Un diverso rapporto con la natura si può cercare soltanto in una critica profonda dei rapporti di proprietà, di produzione, di lavoro, di uso della scienza e della tecnica. Una rivoluzione culturale tutta da inventare e di cui non abbiamo finora modelli a cui riferirci. Le poche società che si spacciavano come socialiste e comuniste sono state spesso segnate da catastrofi ecologiche e da violenze umane perché, in realtà, esse operavano secondo le stesse regole (dell’espansione della produzione e del potere) «copiate» dalle società capitalistiche, e praticavano qualsiasi cosa fuorché quel comunismo di cui parla Marx.
La grande svolta a destra dei paesi vetero-capitalistici e di quelli neo-capitalistici, sorti dalle ceneri del falso comunismo e dall’avvio all’emancipazione del Sud del mondo, sta rapidamente aggravando la crisi delle risorse naturali, la pressione demografica, la carica di egoismo, violenza e competizione che mette popoli contro popoli, persone contro persone.

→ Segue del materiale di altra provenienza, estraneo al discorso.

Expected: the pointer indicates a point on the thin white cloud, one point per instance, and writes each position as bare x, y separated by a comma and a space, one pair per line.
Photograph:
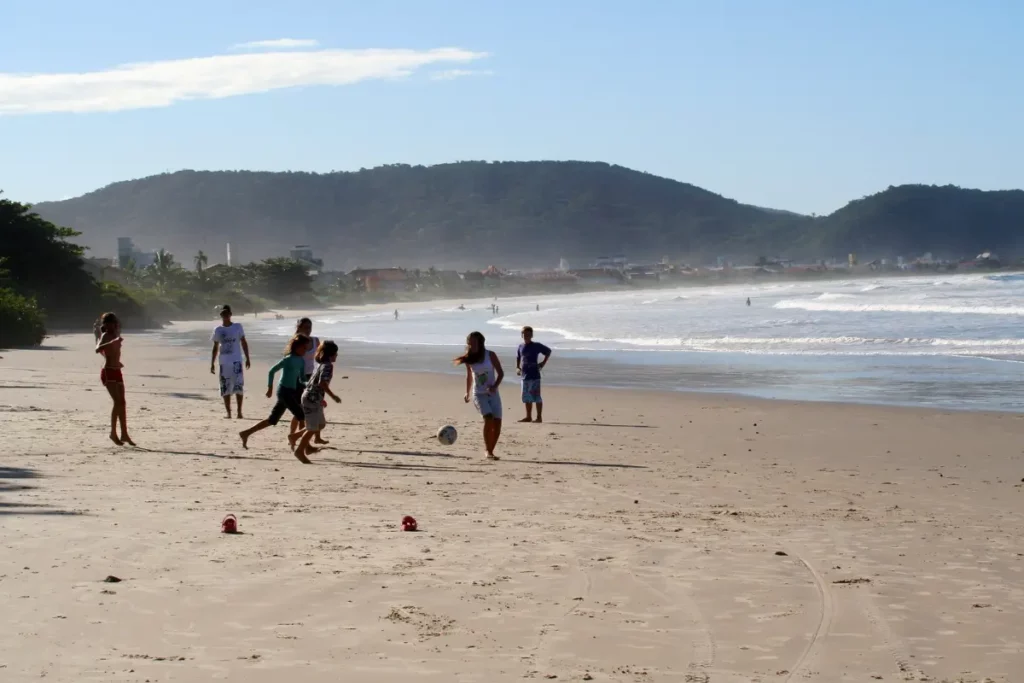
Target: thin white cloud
156, 84
278, 44
453, 74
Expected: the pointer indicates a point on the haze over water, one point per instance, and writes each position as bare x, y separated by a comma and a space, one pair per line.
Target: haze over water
952, 341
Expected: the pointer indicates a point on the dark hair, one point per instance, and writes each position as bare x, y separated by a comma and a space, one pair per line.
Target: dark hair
471, 357
295, 342
108, 322
327, 351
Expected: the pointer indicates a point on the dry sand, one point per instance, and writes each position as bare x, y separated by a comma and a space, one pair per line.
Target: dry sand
636, 537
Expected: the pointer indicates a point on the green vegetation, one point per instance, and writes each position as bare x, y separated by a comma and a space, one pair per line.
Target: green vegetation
45, 283
168, 291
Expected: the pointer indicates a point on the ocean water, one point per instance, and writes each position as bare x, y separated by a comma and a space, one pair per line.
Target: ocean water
949, 341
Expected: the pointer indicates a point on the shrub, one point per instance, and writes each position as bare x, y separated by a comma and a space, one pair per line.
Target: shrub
20, 321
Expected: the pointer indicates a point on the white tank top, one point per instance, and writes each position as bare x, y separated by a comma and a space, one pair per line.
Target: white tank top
483, 374
310, 357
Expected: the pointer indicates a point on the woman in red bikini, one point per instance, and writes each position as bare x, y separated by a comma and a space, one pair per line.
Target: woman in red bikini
111, 376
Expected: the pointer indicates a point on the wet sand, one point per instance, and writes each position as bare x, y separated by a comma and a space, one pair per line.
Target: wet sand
634, 537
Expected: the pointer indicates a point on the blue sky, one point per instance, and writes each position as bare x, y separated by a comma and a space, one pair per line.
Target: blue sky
801, 104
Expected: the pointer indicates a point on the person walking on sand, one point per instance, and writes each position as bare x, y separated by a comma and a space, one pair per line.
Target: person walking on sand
312, 399
229, 341
289, 395
483, 376
528, 366
109, 345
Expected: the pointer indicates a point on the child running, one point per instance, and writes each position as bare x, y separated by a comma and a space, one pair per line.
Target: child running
312, 399
229, 342
109, 345
528, 365
483, 376
305, 327
289, 395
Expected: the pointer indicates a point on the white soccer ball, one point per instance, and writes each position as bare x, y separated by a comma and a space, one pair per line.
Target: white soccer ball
446, 435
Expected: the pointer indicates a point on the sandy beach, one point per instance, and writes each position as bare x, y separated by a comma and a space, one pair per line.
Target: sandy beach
634, 537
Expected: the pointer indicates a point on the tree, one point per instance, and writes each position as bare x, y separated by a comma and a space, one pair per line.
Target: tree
44, 266
283, 279
164, 269
20, 321
201, 261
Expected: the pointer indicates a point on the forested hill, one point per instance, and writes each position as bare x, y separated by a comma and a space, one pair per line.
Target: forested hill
471, 213
515, 214
907, 220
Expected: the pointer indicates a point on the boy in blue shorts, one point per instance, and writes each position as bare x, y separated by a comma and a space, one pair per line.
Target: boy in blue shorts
528, 365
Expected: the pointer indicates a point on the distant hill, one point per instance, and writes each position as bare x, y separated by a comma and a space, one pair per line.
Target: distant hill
513, 214
911, 219
528, 213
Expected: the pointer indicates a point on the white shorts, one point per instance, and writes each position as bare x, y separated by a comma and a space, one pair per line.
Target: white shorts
231, 378
488, 404
314, 418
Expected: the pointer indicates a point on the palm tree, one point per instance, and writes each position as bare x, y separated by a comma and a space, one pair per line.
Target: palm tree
163, 268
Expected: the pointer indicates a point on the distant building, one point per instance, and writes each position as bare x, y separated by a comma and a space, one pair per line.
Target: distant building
381, 280
599, 275
610, 262
304, 254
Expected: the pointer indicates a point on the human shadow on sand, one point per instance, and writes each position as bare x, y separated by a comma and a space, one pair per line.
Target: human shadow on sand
408, 467
10, 478
597, 424
218, 456
574, 464
411, 454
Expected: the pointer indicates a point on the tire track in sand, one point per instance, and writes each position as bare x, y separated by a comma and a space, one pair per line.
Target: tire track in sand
825, 598
702, 649
893, 644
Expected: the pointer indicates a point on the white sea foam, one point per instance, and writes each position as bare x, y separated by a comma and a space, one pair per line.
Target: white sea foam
900, 308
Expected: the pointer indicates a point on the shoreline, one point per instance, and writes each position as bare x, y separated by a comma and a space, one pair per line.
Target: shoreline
706, 375
633, 535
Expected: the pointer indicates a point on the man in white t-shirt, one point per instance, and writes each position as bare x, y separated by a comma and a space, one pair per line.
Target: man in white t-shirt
229, 340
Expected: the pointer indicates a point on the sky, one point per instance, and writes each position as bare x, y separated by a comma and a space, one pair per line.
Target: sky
797, 104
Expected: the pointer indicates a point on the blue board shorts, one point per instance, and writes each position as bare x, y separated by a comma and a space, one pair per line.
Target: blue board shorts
488, 404
531, 391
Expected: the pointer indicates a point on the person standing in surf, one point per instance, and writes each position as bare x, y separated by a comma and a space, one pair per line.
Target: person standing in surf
528, 366
305, 327
289, 395
229, 343
483, 376
109, 345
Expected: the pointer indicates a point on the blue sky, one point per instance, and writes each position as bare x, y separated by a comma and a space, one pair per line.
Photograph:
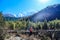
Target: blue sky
20, 8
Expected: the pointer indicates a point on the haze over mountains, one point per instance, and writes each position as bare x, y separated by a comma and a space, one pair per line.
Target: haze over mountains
50, 13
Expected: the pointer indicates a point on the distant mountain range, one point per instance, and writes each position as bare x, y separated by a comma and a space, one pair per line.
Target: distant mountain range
50, 13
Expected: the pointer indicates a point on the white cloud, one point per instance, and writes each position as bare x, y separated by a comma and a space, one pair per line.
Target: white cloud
15, 15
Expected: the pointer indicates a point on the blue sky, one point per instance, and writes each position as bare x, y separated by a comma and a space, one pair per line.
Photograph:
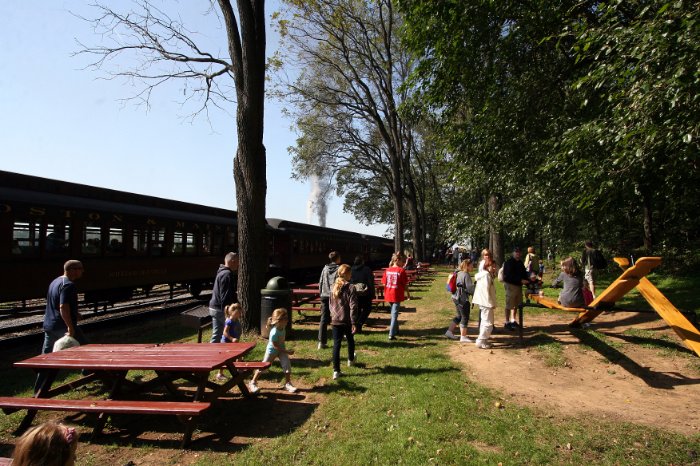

La separazione degli esseri umani dalla natura, la competizione e la sopraffazione di ciascun uomo e di ciascun gruppo di esseri umani su altri, vanno cercati nelle leggi dell’attuale economia, della proprietà privata, del profitto. Forse un giorno, forse presto, la situazione ambientale dei terrestri sarà così grave da indurli a ripensare al proprio futuro in termini completamente nuovi e diversi dagli attuali: forse la rilettura di Marx, un giorno, ci aiuterà a ricordare e capire le radici della crisi e ci suggerirà qualche soluzione. E speriamo che non sia necessario aspettare altri 150 anni!